Penalty for fare dodging on the Metro set to rise to £100 in Government crackdown
Fines for fare dodging on the Metro are to rise from £20 to £100 as part of a new effort to crackdown on ticketless travel.
The Department for Transport (DfT) said the penalty for rail fare evasion in England and Wales is to rise to £100 from January 23 next year.
The fine increase comes as part of a new effort to crackdown on ticketless travel on Britain’s railways.
Operator Nexus says that as Metro is part of the Government’s national penalty fare regime, it is included in the change.
From January 2023, anyone without a valid Metro ticket will have to pay a £100 penalty fare, which is reduced to £50 if paid within 21 days.
Nexus said the higher penalty fare will ensure there is a more effective deterrent against ticketless travel.
Customer Services Director, Huw Lewis, said: “The Government is raising the penalty fare from £20 to £100, or £50 if paid within 21 days, and this change will automatically apply to Metro.

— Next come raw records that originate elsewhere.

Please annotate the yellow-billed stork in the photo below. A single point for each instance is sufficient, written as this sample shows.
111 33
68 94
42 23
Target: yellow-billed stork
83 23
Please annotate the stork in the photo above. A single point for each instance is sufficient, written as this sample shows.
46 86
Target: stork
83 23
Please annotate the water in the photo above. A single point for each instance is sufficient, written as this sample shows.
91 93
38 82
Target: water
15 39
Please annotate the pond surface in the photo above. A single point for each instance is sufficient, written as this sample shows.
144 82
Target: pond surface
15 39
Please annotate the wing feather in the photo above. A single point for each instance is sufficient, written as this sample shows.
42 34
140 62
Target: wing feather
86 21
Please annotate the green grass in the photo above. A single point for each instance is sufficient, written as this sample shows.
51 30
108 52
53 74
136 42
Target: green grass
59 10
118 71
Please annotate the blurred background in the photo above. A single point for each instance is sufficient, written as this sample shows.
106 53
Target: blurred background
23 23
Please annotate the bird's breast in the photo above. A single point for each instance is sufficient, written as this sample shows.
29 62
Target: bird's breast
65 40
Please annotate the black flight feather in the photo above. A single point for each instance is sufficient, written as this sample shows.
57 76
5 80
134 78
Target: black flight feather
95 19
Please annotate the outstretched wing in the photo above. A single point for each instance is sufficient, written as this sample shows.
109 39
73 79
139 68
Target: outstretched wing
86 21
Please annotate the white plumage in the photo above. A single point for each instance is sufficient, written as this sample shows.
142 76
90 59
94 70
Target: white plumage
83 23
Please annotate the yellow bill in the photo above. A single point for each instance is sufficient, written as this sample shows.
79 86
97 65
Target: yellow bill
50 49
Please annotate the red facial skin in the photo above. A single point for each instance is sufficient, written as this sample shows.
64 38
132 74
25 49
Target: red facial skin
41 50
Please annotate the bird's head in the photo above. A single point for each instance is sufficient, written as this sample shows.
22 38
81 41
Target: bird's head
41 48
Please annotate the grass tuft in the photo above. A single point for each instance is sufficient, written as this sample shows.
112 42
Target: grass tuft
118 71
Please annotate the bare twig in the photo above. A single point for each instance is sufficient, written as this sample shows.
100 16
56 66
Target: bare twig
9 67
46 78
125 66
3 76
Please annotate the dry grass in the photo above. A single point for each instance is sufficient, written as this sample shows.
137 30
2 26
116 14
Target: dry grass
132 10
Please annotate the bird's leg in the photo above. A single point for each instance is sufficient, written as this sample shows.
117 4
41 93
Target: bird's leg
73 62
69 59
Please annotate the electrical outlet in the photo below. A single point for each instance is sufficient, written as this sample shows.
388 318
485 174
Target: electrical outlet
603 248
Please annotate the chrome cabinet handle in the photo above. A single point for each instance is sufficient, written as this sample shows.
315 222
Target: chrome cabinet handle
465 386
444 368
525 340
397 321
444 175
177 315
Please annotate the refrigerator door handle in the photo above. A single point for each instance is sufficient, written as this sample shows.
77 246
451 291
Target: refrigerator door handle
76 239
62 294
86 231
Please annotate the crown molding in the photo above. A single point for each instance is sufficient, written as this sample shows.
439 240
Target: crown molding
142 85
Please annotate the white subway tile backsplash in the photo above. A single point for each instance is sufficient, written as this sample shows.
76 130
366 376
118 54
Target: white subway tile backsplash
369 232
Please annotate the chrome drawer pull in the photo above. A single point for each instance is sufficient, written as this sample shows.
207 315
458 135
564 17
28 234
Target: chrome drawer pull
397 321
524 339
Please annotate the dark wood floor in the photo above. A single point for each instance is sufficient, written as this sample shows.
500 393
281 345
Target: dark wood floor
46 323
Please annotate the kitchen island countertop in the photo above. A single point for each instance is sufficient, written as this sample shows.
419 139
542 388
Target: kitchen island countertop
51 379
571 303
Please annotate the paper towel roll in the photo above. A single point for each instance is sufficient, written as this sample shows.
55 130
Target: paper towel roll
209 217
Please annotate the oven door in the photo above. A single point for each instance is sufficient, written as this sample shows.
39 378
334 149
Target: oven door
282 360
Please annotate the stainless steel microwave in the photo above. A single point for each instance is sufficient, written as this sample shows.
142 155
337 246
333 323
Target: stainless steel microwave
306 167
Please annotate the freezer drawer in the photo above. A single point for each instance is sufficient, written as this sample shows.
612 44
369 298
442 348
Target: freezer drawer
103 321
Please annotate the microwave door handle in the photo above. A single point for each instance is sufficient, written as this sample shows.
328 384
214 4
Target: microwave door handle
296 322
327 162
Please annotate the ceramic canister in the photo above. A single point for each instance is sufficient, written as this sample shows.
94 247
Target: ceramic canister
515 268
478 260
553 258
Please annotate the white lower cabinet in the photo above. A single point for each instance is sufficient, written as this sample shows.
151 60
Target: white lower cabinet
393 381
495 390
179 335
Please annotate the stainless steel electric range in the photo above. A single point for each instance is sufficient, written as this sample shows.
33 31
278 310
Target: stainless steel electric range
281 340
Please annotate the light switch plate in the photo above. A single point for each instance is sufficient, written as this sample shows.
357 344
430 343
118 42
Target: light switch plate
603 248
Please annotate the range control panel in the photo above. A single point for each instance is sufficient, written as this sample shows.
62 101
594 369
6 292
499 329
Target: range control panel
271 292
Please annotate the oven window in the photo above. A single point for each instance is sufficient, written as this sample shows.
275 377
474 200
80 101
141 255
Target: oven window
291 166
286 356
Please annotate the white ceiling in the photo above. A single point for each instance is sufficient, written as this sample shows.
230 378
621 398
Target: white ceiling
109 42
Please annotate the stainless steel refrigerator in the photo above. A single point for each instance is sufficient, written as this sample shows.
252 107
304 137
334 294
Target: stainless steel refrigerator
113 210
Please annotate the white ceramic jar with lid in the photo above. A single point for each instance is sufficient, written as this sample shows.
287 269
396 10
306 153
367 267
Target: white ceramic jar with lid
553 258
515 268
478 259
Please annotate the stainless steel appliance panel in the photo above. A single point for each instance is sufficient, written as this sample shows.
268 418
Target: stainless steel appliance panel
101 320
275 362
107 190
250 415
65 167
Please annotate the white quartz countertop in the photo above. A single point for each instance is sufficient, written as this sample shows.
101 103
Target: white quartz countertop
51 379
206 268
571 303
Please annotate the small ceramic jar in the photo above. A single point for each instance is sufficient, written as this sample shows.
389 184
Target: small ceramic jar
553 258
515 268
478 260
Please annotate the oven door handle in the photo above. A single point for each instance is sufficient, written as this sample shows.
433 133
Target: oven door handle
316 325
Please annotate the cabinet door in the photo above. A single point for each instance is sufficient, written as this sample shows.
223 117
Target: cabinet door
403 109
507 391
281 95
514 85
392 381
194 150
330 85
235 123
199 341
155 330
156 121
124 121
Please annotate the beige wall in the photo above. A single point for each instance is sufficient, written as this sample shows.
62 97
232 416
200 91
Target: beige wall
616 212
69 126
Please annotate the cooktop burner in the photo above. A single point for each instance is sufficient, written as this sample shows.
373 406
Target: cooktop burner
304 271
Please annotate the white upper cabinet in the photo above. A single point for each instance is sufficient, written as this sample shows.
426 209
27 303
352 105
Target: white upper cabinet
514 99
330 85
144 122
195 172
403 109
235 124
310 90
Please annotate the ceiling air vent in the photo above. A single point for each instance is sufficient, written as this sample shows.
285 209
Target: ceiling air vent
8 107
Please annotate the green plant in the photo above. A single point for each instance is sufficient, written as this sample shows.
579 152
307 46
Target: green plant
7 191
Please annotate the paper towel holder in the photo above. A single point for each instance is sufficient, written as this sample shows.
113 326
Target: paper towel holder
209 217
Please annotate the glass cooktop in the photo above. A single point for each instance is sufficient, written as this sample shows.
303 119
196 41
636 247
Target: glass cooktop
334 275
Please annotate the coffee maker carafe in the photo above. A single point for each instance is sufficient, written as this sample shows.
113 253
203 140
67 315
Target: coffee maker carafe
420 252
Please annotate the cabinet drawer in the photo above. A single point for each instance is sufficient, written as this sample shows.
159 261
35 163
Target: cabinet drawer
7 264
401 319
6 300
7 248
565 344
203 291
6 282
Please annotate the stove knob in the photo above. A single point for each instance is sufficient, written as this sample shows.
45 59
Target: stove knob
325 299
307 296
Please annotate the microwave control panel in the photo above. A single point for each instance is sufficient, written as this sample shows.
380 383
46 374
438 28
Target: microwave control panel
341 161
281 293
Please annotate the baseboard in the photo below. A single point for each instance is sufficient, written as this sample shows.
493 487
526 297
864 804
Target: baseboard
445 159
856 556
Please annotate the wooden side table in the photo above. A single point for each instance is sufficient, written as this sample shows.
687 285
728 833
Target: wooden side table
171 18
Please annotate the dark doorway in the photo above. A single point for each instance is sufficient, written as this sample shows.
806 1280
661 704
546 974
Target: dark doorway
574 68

“Metro is part of the Government’s national penalty fare regime covering train companies across the whole country. This is the first change since 2005 and reflects feedback from customers who want to see a strong deterrent against fraud.
“The Government consulted the whole rail industry and Nexus was among those keen to see an increase, because customers tell us they want tougher penalties for those who decide not to pay their fare. The simple message for Metro customers is to pay your fare every time you travel.”
The penalty for Metro fare evasion, which is set by the Government, has been at £20 since May 2005.
The DfT added: “Fare evasion costs train operators, rail passengers and taxpayers who ultimately subsidise the journeys of those who deliberately travel by train without paying the correct fare.
“The Rail Delivery Group estimates that in a normal year around £240 million is lost through fare evasion on Great Britain’s railways.
“When set against the profound impact coronavirus has had on passenger numbers and industry revenues, it’s never been more important to minimise the cost of fare evasion to the railways.”